Appealing Moderation
The draft amendments to the Information Technology Rules, 2021, will require intermediaries to align community standards with Indian law and create a Grievance Appellate Committee for “problematic content.” Critics view this as a tool of government censorship, while others see a need for balance between government control and private enterprise.
This article was first published in The Mint. You can read the original at this link.
Last week the Government of India released a set of draft amendments to the Information Technology (Intermediary Guidelines and Digital Media Ethics Code) Rules, 2021. Once enacted, intermediaries will have to ensure that the community standards to which they hold their users answerable, comply with Indian law and its constitutional principles. This, the government clarified, has become necessary because a number of intermediaries have taken it upon themselves to act in violation of the rights of Indian citizens.
The new amendments also propose the constitution of a Grievance Appellate Committee that will be tasked with dealing with “problematic content” in an expeditious manner. Users unsatisfied with how their complaint to an intermediary has been handled will now be able to appeal the decision to this body. And have it resolved within 30 days:
It is proposed to create an appellate body called ‘Grievance Appellate Committee’ under rule 3(3) of the IT Rules 2021 by invoking section 79 of the IT Act having regard to additional guidelines as may be prescribed by the Central Government. Users will have the option to appeal against the grievance redressal process of the intermediaries before this new appellate body. The Committee will endeavor to address the user’s appeal within a period of 30 days. This is made necessary because currently there is no appellate mechanism provided by intermediaries nor is there any credible self-regulatory mechanism in place.

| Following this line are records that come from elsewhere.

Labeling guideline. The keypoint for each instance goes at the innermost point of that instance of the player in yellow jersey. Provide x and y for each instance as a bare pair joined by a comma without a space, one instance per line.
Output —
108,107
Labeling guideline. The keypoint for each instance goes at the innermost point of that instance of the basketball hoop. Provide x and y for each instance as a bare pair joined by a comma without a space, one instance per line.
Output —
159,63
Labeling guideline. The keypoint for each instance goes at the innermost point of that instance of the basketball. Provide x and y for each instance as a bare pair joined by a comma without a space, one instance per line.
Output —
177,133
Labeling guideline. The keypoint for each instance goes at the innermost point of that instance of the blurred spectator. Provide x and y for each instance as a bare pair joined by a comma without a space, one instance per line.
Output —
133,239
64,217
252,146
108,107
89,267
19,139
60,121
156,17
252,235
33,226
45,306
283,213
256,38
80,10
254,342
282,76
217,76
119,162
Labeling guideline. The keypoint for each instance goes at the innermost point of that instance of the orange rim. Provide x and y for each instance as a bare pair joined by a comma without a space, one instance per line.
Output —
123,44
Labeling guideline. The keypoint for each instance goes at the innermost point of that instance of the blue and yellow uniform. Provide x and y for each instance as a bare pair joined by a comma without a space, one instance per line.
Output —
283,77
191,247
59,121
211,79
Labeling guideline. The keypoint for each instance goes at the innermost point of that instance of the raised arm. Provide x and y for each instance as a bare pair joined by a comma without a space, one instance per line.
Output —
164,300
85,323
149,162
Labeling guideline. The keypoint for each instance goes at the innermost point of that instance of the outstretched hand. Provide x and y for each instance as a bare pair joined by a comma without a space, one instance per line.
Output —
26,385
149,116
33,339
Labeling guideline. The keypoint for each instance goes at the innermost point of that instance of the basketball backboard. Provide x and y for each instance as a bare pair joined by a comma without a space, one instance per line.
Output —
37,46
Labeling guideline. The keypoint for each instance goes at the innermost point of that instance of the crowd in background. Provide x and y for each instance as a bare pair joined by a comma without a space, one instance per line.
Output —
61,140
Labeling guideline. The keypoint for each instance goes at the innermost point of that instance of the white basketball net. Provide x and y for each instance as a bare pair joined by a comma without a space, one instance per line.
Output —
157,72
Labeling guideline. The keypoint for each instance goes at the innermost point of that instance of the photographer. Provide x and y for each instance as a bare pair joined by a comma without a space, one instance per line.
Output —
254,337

The proposal has been met with varying degrees of consternation. Various newspaper articles, have called this yet another attempt by the government to curtail free speech. The remark that some intermediaries have acted in violation of the rights of Indian citizens is being read as a snide reference to instances when intermediaries refused to take down content that did not violate their community guidelines - despite pressure from the government to do so. What the government sees as an escalation mechanism to provide redress to users against unfair decisions of the social media platforms they subscribe to, civil society views as just another tool of government censorship.
Both sides are right. And a wee bit wrong.
A Wicked Problem
Content moderation is a wicked problem. It calls for every piece of suspicious content to be evaluated against a number of different legal standards - authorship, the harm it might cause to a person’s reputation, the legality of that content in the context of the age of its intended audience, and many more. As much as social media platforms are designed to enable free speech, they must also eliminate - or at least, mitigate - the harms that could arise from speech unfettered. They need to arrive at a balance between the rights of the persons posting and those they will offend.
These are the sorts of decisions that content moderators have to make. They have to decide what stays up and what must be taken down. Where to draw the line between speech that which is acceptable and that which is not. Most often the issues are so clear-cut that the even lightly trained content moderators will get it right. Every now and then even the most experienced among their ranks will not.
Some of the decisions they have to make in the course of a day’s work are so gnarly that even the finest legal minds would have been left scratching their heads: are disparaging remarks posted about an individual defamatory as alleged - do they malign his character with falsehood or are they in fact based in truth; is this re-mix of a existing song original enough to qualify as a novel work or does it need a license from the copyright holder before it can be posted; is a given statement expressing angst about a decision just normal human frustration or an attempt to foment a violent agitation.
Grievance Appellate Committee
Civil society is concerned that if the proposed Grievance Appellate Committee allows the government to have the last word on questions such as this last one, it will exercise this power to quell dissent.
As much as I share this concern, I have similar reservations about leaving all these decisions entirely in the hands of private enterprise.
After all, not all appeals to the Grievance Appellate Committee will be about government take-downs. Some will address illegal content - like violations of copyright. What if an artist’s original composition is marked for take-down because of some imagined infringement that is, even on appeal, not reversed. To most up-and-coming artists their only path to commercial success lies in being able to impress the audiences that these social networks have to offer. If they are forced, without recourse, to take their content down, that could be the end of their careers.
That said, it is impossible to ignore the concern that civil society raises. When an appeal is preferred by a government agency whose take-down notice has been rebuffed, is it not likely that a government-appointed appellate committee will find in favour of its own agency?
Self-Regulatory Body
How do we mitigate against this eventuality. And still preserve the right to appeal?
One solution could be for the industry to establish a self regulatory appellate body to which appeals from all content moderation decisions can be preferred. It could be staffed with a cross-section of experts from industry and the law so that its decisions will be sufficiently robust - informed both by industry context as well as taking into account applicable laws and judicial precedent.
Ideally, this body should operate as an appellate forum for all content moderation decisions regardless of the platform from which the appeal originates. This will take it outside of the reporting hierarchy of the platforms themselves offering the process a measure of independence that is absent in internal grievance redressal systems. Since it is not operated by the government it will, hopefully, have the neutrality required to remain impartial while deciding on take-down notices issued by the government.
The government has already indicated that it is open to considering self-regulatory alternatives. Now the industry has to get the design right.